Was im Sommer noch grünte, ist gefällt und gehäckselt. Foto: red/privat

Trotz Protest hat die Eduard-Pfeiffer-Stiftung im Stitzenburgviertel einen Garten roden lassen. Die Verantwortlichen haben das Thema offenbar unterschätzt.

S-Mitte - Herkunft kann hilfreich sein. „Das macht nichts, ich stamme vom Teufelsmoor“, sagt Veronika Kienzle. Die Absätze ihrer Stiefel versinken in frisch gepflügter Muttererde. Kienzles Ziel ist ein brusthohes Bäumchen, an dem ein Blatt Papier hängt, das jemand in Form eines Herzens zurechtgeschnitten hat. Die Bezirksvorsteherin der Stadtmitte will wissen, was darauf geschrieben steht. „Danke“, ruft sie aus ihrem persönlichen Teufelsmoor herüber. Das steht da. Ein paar Meter weiter klauben Arbeiter das Holz gefällter Bäume zusammen. Vermutlich gilt der Dank demjenigen, der entschieden hat, den Baumzwerg leben zu lassen.

Abgesehen von ein paar stattlichen Bäumen ist so gut wie alles, was hier im Sommer grünte, gefällt, gerodet, gehäckselt und weggekarrt. Bis zum 7. Januar war die matschige Fläche ein Garten inmitten des Stadtzentrums, wenn auch ein verwilderter. Dann rückten die Arbeiter mit Sägen und einem Kleinbagger an. Der einstige Garten liegt zwischen Mietshäusern in einem Innenhof zwischen der Hohenheimer- und der Stitzenburgstraße, in einem Wohngebiet, in dem regelmäßig die höchsten Feinstaubwerte in ganz Deutschland gemessen werden.

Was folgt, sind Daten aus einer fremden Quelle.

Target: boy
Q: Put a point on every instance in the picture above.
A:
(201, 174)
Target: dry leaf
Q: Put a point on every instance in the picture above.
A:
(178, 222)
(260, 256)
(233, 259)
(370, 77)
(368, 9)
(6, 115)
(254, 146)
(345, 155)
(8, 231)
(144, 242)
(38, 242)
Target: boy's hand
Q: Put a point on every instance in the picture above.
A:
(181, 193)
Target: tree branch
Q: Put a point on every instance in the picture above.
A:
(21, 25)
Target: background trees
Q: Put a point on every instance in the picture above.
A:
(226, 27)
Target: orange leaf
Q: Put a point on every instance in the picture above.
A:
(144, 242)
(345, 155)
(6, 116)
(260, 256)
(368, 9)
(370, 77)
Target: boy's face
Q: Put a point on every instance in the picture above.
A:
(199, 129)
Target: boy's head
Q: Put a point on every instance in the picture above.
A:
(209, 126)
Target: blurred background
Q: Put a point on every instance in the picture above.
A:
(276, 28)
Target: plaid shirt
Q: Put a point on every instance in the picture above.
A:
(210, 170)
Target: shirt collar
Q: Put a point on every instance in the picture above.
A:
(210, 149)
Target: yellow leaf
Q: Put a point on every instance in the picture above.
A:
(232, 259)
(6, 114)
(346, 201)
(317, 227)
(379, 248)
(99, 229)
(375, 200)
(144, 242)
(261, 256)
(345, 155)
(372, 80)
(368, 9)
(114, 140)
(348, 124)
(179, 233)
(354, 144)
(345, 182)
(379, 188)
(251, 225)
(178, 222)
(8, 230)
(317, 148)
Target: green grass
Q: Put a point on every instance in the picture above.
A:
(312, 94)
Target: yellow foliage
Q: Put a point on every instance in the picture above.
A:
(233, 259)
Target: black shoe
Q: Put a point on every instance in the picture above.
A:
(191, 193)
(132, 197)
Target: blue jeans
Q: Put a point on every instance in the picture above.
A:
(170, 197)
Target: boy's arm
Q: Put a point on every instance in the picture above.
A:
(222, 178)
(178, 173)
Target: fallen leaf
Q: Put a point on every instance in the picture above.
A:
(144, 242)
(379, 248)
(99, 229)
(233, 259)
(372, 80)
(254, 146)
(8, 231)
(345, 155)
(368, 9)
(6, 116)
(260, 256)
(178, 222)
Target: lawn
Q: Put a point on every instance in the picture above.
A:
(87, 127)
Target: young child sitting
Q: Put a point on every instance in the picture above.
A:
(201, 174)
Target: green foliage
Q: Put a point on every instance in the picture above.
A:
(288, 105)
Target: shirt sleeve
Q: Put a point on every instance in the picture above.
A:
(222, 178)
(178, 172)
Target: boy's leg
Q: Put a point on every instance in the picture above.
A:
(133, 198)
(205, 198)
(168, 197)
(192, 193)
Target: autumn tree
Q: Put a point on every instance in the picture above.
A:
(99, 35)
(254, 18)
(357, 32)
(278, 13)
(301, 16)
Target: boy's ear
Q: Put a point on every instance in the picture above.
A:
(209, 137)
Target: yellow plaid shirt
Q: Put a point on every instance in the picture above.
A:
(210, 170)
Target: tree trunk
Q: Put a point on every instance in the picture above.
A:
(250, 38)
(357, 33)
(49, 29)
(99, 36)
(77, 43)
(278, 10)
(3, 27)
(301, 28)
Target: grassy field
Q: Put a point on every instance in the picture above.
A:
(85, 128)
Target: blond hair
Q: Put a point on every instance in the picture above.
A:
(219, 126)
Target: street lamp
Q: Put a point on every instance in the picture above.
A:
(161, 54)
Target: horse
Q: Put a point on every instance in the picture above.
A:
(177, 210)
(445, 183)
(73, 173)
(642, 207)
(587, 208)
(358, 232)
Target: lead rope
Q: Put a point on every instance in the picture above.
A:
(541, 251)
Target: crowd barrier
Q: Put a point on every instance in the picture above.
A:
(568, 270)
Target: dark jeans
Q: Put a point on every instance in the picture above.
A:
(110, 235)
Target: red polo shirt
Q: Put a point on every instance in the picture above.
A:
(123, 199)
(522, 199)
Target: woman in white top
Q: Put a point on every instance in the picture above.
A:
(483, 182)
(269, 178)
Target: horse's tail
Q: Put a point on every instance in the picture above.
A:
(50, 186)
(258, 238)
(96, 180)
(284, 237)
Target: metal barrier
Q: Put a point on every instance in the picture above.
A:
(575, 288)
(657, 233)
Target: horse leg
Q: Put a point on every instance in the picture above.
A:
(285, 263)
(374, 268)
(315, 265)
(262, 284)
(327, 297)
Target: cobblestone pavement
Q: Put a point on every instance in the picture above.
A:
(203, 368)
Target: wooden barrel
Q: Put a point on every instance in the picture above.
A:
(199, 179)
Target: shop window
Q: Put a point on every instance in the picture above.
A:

Als der Plan bekannt wurde, protestierten die Anwohner

Die Anwohner sind empfindlich dort, wenn es ums Fällen von Bäumen geht, noch empfindlicher als andernorts im Zentrum Stuttgarts, auch wenn eher wilde Bäumchen und Gebüsch wucherten. Als der Rodungsplan bekannt wurde, protestierten sie. Sogar der Bezirksbeirat setzte das Thema eilig auf seine Tagesordnung und bat den Grundstücksbesitzer, seine Pläne zumindest mit den Mietern zu besprechen, möglichst einen Kompromiss zu finden. Geholfen hat es nichts. Die Mieter bekamen einen Brief, in dem das Datum stand, an dem die Arbeiten beginnen.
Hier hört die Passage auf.